Since the border closure she has cleaned three houses in Ciudad Juárez, although her pay is much lower than what she made in El Paso.

“Here I get paid very little, but my oldest granddaughter is already in high school and I have to pay for the registration and the materials they order. Here in Juárez … what they pay me is very little, 300 pesos (abou $15) in each house,” Kika said with resignation.

Another informal worker who prepared to cross the border again is  a man nicknamed El Chuky, as he asks to be identified.

He is 52 years old, lives between Las Torres Avenue and Libramiento, and is the father of a 17-year-old boy and a 12-year-old girl.
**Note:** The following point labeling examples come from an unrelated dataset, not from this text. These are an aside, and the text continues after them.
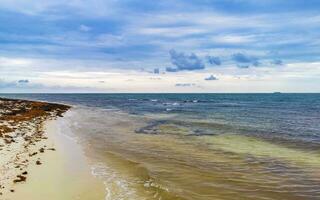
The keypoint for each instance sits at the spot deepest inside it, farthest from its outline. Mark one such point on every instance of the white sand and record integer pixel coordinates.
(63, 175)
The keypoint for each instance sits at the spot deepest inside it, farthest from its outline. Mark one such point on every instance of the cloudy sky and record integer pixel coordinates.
(159, 46)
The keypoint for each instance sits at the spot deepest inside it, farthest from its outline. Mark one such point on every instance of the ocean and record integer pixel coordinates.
(198, 146)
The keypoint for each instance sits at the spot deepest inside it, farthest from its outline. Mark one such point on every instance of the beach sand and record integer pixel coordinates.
(53, 167)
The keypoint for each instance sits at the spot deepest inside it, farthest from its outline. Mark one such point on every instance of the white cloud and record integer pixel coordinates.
(84, 28)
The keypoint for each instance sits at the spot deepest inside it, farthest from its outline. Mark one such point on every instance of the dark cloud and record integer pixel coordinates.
(211, 78)
(23, 81)
(185, 84)
(256, 63)
(243, 66)
(244, 61)
(156, 71)
(171, 69)
(277, 62)
(242, 58)
(213, 60)
(184, 62)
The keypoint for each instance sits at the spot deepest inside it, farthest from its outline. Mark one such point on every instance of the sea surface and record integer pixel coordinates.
(198, 146)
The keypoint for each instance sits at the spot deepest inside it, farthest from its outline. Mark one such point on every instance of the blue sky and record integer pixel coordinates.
(159, 46)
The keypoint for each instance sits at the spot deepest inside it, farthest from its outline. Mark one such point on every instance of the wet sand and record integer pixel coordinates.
(37, 161)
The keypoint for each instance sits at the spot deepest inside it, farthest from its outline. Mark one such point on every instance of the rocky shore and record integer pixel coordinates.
(22, 138)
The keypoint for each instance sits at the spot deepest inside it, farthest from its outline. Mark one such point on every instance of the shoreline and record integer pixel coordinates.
(36, 160)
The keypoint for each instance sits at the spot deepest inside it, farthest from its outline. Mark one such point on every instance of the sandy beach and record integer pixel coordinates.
(36, 160)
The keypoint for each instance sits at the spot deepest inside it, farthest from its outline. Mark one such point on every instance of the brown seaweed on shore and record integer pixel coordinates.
(21, 123)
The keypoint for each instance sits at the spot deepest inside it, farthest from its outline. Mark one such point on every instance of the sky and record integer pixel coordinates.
(159, 46)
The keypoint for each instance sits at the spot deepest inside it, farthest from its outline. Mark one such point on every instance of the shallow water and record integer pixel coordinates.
(206, 146)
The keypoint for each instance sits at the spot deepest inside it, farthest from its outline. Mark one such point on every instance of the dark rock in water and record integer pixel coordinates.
(151, 128)
(20, 178)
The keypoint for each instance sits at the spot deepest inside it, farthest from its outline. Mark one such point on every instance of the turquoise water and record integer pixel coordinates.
(199, 146)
He worked in a body shop in El Paso until March 2020.

For him, the closure of the border during the health crisis was not so regrettable, because his work experience with El Pasoans was not exactly pleasant.

“I earned $150 for each car, so between Saturday and Sunday I brought $300, but then my boss wanted to pay me by the hour and that’s not how it works,” El Chuky said.

El Chuky, an auto body craftsman who previously worked in El Paso, says he plans to continue working in Ciudad Juarez, even after the border reopening. (Iván Gómez Cruz/La Verdad)

At another El Paso workplace, he had to work until after 10 p.m. on Mondays, “because if you leave earlier on the same day of each week the (border) agents start questioning you. You have to learn what to say, because they put pressure on you.”

At first he crossed in his truck, until a border agent raised questions about the number of days the vehicle remained in El Paso. El Chuky told the agent that the transmission failed him and that is why he left it. After that, he rode a bicycle across the border.

Although he made more money working in El Paso, El Chuky said he did not have a good experience. He said he will return to El Paso, but only to buy clothes, because the improvement of his craft and the disenchantment of the American dream have made him value his life in Ciudad Juárez.

“Now I’m earning $380 a week, I charge 15, 13, 12 thousand pesos depending on the car and the work that has to be done. I realized that money can also be made here. People knew me, they knew what I do and they like it, so I charge what I consider fair,” El Chuky said.